Our team had just read about 200 Zimbabwean girls who had been rescued from slavery in Kuwait and so decided to interview her, suspecting something was wrong. After spending time gently asking her story it came out that she had been recruited in Malawi by her neighbour who knew somebody who could get her a job in Kuwait working as a housemaid. The money was good and seeing as there were no job prospects where she lived she took the opportunity. The agency paid for her ticket and organised her a work visa and she flew to Mozambique where she met up with four other girls from different parts of Malawi. They flew to Kuwait where they were met at the airport by a representative of the agency who took them to their offices and assigned them each a household. The house Kendra was assigned to was enormous, with more than 20 rooms that hosted a large extended family. She was put in a small room with two other housemaids and made to sleep on the floor. They were required to work between 20 and 22 hours a day and were fed if they were lucky, three times a week. She was never paid a cent. If they were slow, or woke up late they were beaten by their handler. Soon Kendra fell ill and her owners returned her to the agency, complaining about her poor performance. She was sent out to two other families, each time falling ill and being returned. The agency eventually lost patience with her and notified the police that she was an illegal citizen. She was arrested and taken to prison where she was detained in appalling conditions for 8 weeks. They eventually put her on a flight back to Malawi, which transited in South Africa.
This is where she met our team, bruised from her beatings, impoverished and traumatised. As she had missed her flight she was stranded and in no position to navigate her return home, she also did not have the money to pay for a new ticket. Our team took her under their wings and shared the story with the airlines who then agreed to put her on another flight for free. We arranged for a place her to stay overnight and helped her get on her flight the next morning. We involved Crime Intelligence in Malawi who arranged to meet her when she arrived in Blantyre and paid for her to get to her home town safely. When we phoned her to check she was ok and safely home, she thanked us for our help and said she was doing well, and that she was currently looking for a job in Malawi.

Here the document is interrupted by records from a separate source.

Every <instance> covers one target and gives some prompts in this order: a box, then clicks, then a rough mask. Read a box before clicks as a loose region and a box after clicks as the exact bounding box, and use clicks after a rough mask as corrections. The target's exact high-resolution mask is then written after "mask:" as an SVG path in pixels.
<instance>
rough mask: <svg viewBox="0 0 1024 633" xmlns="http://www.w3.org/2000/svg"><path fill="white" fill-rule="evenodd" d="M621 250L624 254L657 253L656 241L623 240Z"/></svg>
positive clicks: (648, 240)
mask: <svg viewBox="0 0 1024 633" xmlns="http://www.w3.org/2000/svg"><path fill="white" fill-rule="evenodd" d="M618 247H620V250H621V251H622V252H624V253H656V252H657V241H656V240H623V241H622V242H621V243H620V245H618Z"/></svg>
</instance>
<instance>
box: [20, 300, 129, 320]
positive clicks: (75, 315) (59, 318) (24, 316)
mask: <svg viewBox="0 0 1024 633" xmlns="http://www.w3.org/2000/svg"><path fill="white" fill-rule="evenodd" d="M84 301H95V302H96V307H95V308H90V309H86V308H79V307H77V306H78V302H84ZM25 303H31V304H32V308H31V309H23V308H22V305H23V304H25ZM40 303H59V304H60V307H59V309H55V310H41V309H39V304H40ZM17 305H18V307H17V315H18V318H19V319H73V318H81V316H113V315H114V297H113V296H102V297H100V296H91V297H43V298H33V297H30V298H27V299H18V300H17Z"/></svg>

The story with Kendra helped us see what could happen to people travelling to Kuwait and gave us insight into the modu operandi of traffickers working to recruit girls into these lives of slavery. This information was incredibly valuable when a month later we identified five girls each from different parts of Malawi travelling to Kuwait. Again a distant friend had recruited them and an agency had paid for their flights to Kuwait where they were going to work as housemaids. The girls had little knowledge of where they would work or the legitimacy of the agency they would work with. We intercepted these girls, sharing with them the horrors of a life in slavery in Kuwait and sent them back home. A month or so later we intercepted another 5 girls headed for the same hell, sparing them the ordeal that Kendra went through. Kendra is in the minority, the majority of the women headed to Kuwait never return.
We have reported these crimes to Crime Intelligence both in South Africa and in Malawi.